Why Fight? An Examination of International Feminism

Image: The Independent

Image: The Independent

Feminism.  The word that makes some sneer in disgust of the “man-hating” extremists, while others proudly debate and celebrate the rights of women.  But, what does feminism actually mean?  Today, we will examine the many forms of the movement on each of the seven continents in order to fully grasp the entire reality of the subject.

American feminists have played a very prominent role in modern politics & activism in their country, and it’s easy to see why.  After staging the largest single-day protest in the nation’s history, the Women’s March Network(WME) has continued to be a large proponent of women’s rights and equality movement.  The WME recently published it’s 2019 “Women’s Agenda”, a list of their policy priorities from January 2019 through January 2021.  The list includes causes such as “Ending Violence Against Women & Femmes”, “Reproductive Rights & Justice”, and “LGBTQIA+ Rights”.

Paraguayan women have taken great strides towards equality, although there is still much room for improvement.  Within the past two years, they have made femicide and obstetric violence illegal, and introduced four separate initiatives to empower women in government & eliminate sex-based discrimination.  But, women still are only paid 71 cents for every dollar a man makes, and are much less economically active.

Despite harsh treatment by the socialist government, the feminist movement has flourished in China.  One of the most notable events in recent Chinese feminist history is the arrest of the “Feminist Five”, a group of five female activists jailed(and subsequently released) for planning to distribute stickers against sexual assault on subways & buses. Since then, the government has taken targeted and direct action to take down the feminist movement, calling it the work of “Western hostile forces” in an attempt to villainize the campaign.  Nevertheless, the women’s rights movement has grown to number in the thousands, and have three main demands: “to make visible the care work that women do and to redistribute it; equal opportunity of employment for women and men, and...the right for every woman to have or not to have children”.

In Rwanda, feminists have drastically changed the face of the nation. Boasting the largest share of females in their national government in the world, their legislature has taken revolutionary new steps to prevent sexual violence, including banning marital rape, recognizing that rape is a form of perpetrating genocide, and creating legal exemptions to laws in order to allow for victims of rape to gain access to an abortion.  The country has been declared the best nation in Africa to be a woman by the Global Competitiveness Report and has the fifth smallest pay gap in the world.

 French feminism is certainly one of the most(if not the most) interesting and unique movements in this article.  In their national language, every profession(i.e “un prof” translating to “a teacher”) has a gender, and grammatically when one man is in a group of one hundred women the entire group would be referred to with a masculine plural pronoun, gender is one of the most central parts of the French everyday life.  While this may not seem to be a critical issue, proponents of a movement to make adjectives and professions gender fluid (i.e “un/e prof, with the “e” showing feminine gender identity) claim that “Telling children the masculine form wins over the feminine cannot contribute to shaping egalitarian minds”. The leading authority on the French language, the Academie Française, recently backed down to the demands of the activists.

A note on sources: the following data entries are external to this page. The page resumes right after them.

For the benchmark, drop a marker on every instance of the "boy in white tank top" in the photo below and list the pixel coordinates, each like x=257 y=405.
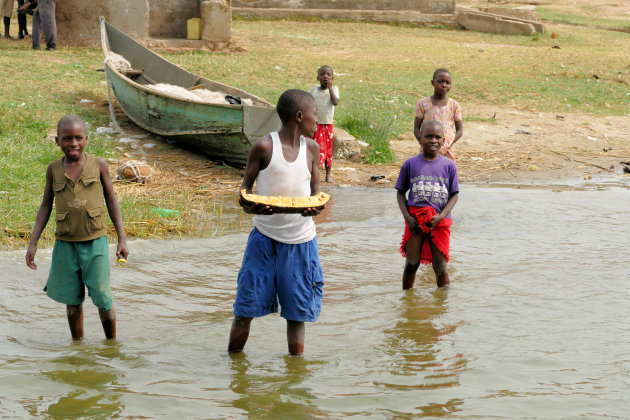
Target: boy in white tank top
x=281 y=261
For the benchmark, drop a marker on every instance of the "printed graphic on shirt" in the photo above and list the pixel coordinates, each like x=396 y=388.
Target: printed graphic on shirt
x=77 y=203
x=429 y=189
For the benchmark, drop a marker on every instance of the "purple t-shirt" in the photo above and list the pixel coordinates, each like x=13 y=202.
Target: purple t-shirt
x=429 y=182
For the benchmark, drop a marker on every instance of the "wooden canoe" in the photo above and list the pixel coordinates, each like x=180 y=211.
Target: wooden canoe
x=222 y=132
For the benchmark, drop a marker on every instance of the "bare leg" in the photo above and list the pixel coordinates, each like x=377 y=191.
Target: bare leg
x=239 y=333
x=7 y=24
x=295 y=337
x=75 y=320
x=108 y=319
x=439 y=266
x=412 y=262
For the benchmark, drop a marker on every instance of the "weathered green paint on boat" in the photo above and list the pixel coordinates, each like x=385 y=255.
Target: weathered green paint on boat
x=223 y=132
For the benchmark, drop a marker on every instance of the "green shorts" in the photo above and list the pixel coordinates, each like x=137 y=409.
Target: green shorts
x=76 y=265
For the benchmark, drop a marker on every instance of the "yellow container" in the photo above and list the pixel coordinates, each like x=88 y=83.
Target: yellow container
x=194 y=28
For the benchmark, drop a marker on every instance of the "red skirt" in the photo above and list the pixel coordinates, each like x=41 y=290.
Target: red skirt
x=324 y=137
x=440 y=235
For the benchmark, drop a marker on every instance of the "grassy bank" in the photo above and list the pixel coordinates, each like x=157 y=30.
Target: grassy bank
x=382 y=71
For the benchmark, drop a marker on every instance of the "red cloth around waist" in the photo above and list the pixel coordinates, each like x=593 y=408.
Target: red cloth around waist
x=440 y=235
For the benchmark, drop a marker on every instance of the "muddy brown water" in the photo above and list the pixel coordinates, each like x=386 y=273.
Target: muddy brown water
x=536 y=324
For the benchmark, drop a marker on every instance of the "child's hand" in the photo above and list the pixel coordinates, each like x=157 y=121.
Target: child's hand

Australia has been labeled one of Global Citizen’s “Top 10 Feminist Countries”, and it’s easy to see why. In a country where around three in four women work but still only make 86% of what their male counterparts do, the need for a women’s rights movement is clear.  Currently, the Equality Rights Alliance, a leading organization in the movement for gender equality in the nation, advocates for “gender equality, women’s leadership and government policy responses that support women’s diversity”.

Feminist glaciology is not well known, but perhaps it should be.  In Antarctica, a controversial 2016 study concluded that having more female scientists studying glacier melt could help combat global warming.  This is because “women have a more nuanced look at how melting ice affects societies close to glaciers”.  The female perspective, it is suggested, is different from that of the male because women experience post-glacier melt disaster events uniquely.